Пробираясь среди расположившихся на подушках придворных, Мадек размышлял, насколько можно быть откровенным со своим другом, поймет ли тот его. Слишком много было сомнений. У выхода в сад он немного помедлил. Вот она, встреча без радости…
Визаж и Мадек холодно пожали друг другу руки. С первого взгляда обоим стало ясно, что в прошлом каждого из них были крутые повороты, о которых не хотелось рассказывать. Визаж сказал, что потерял один глаз в Бенгалии. Мадек вздрогнул, подумав, что это могло быть при Буксаре, и предпочел не развивать эту тему, чтобы не пришлось лгать.
— А Боженька? — спросил он.
— Боженька там, с
— Кто сказал тебе, что я здесь?
— Я этого не знал. Никто этого не знает. Угрюм вызнал у своих банкиров-шпионов об убийстве раджи и о заговоре против царицы.
— Ему что, нужна супруга, невосприимчивая к яду?
— Эта история наделала много шума! Некоторые индийцы считают ее богиней!
— Богиней…
Мадек был огорчен. До этой минуты он думал, что Годх изолирован от остального мира, и именно за это любил его. Ему и в голову не приходило, что княжество лежит на пересечении дорог, на пересечении сплетен и легенд.
— Только подойдя к городу, мы узнали от крестьян, что здесь стоят лагерем фиранги. Я подумал, что это твой город.
— Почему? — перебил Мадек.
— Я знал, что ты сюда вернешься.
Он положил на плечо Мадеку руку, как бывало прежде, еще на корабле. Мадек не знал, как быть; ему захотелось оттолкнуть руку товарища, настолько неуместным показалось это прикосновение: оба они были одеты по-индийски, в платье, которое при воспоминании о прошлом начинало казаться маскарадным.
— Я постарел, Визаж. И жизнь изменилась.
— Я знаю. Я тоже постарел. Волосы под этим тюрбаном — седые.
— Жизнь изменилась… — повторил Мадек.
— Посол испугался, когда узнал о присутствии здесь фиранги, — продолжал Визаж. — Этот изнеженный негодяй-индиец только и умеет, что лгать и хитрить. Угрюм любит таких.
— Он что, с ума сошел?
— Они служат ему. К тому же их легко обмануть, когда они трясутся от страха. Я так и поступил. Я сказал ему, что ты — один из наших, что я тебя знаю. Теперь шпиончики, должно быть, уже подтвердили ему это.

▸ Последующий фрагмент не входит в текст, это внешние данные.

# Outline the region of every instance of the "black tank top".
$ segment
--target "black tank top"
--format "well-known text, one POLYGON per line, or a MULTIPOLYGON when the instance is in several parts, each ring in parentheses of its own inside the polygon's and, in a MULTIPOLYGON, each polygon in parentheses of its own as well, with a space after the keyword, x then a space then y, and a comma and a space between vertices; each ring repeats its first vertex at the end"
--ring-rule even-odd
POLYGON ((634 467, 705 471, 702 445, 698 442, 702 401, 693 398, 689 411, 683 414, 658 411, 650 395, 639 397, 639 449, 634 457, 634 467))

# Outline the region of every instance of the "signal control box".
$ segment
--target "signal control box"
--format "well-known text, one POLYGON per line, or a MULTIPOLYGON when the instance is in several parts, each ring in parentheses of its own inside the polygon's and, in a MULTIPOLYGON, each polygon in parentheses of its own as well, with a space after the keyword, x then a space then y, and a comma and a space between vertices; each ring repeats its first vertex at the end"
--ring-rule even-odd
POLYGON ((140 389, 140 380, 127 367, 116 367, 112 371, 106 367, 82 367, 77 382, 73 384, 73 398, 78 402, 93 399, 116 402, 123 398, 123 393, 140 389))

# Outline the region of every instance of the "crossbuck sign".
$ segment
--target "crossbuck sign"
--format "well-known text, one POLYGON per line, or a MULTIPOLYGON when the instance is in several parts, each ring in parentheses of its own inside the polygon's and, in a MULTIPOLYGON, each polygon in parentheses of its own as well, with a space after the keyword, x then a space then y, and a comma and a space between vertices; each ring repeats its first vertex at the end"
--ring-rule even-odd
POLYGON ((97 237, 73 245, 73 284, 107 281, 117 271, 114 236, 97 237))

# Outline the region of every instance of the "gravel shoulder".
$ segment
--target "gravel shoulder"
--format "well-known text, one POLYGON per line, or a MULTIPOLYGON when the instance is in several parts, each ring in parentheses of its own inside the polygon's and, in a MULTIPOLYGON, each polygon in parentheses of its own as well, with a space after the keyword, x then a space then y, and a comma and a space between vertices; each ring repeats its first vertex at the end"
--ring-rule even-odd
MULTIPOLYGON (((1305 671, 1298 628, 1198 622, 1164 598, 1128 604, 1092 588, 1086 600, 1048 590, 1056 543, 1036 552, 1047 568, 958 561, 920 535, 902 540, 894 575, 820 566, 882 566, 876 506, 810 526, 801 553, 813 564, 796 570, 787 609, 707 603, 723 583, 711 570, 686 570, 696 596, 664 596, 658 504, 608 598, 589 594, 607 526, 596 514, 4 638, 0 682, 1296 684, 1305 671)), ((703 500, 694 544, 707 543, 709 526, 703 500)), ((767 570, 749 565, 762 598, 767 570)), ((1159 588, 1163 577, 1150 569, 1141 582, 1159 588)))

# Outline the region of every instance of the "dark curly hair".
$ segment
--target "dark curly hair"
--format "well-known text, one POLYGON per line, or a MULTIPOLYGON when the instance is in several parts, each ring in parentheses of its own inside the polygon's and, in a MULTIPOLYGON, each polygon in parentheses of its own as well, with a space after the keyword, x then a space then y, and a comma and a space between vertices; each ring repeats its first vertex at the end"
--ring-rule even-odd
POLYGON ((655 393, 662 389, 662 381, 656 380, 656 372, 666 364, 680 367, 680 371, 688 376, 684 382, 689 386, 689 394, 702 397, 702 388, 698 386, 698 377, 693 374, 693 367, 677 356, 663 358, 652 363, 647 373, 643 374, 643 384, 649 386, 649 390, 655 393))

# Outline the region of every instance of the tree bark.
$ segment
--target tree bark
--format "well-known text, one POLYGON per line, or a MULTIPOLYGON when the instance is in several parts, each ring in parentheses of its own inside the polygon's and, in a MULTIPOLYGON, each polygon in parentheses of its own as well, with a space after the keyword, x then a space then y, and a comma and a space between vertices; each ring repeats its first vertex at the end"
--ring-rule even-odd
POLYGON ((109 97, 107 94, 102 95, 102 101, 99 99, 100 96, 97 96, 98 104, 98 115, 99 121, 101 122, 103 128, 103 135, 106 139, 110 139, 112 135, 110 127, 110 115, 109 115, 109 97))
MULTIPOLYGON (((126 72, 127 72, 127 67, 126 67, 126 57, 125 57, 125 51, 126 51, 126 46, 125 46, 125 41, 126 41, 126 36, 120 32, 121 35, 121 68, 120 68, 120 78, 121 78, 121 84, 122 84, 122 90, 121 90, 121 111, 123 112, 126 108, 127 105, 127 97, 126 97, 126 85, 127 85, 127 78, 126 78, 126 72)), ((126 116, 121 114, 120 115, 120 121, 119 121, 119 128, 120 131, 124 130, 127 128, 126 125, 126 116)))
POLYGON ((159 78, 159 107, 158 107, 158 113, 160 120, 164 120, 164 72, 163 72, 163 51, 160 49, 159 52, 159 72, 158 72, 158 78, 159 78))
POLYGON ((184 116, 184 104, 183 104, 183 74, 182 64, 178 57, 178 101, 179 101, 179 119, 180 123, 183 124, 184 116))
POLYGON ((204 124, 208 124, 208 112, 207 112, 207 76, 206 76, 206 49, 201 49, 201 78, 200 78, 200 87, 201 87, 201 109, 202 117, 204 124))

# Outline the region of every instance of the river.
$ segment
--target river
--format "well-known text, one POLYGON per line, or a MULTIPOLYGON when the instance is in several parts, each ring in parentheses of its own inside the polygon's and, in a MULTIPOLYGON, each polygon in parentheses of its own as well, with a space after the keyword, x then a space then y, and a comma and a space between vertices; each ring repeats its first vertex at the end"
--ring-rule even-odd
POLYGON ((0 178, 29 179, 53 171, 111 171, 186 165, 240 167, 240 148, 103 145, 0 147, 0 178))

Жара становилась все невыносимее. У Мадека было одно желание: вернуться к своим солдатам, в лагерь, глотнуть арака, забыться сном. Но прежде он должен был узнать от Визажа нечто очень важное, а для этого надо было раскрыться самому, что было особенно трудно.
Визаж вывел его из затруднения.
— У Угрюма плохи дела, Мадек!
— Что ты хочешь этим сказать?
— Ты что, забыл, что я врач? Именно из-за этого он легко допустил меня к себе. Он очень могуществен… Посол не врал!
— Стало быть, дела у него не так уж плохи.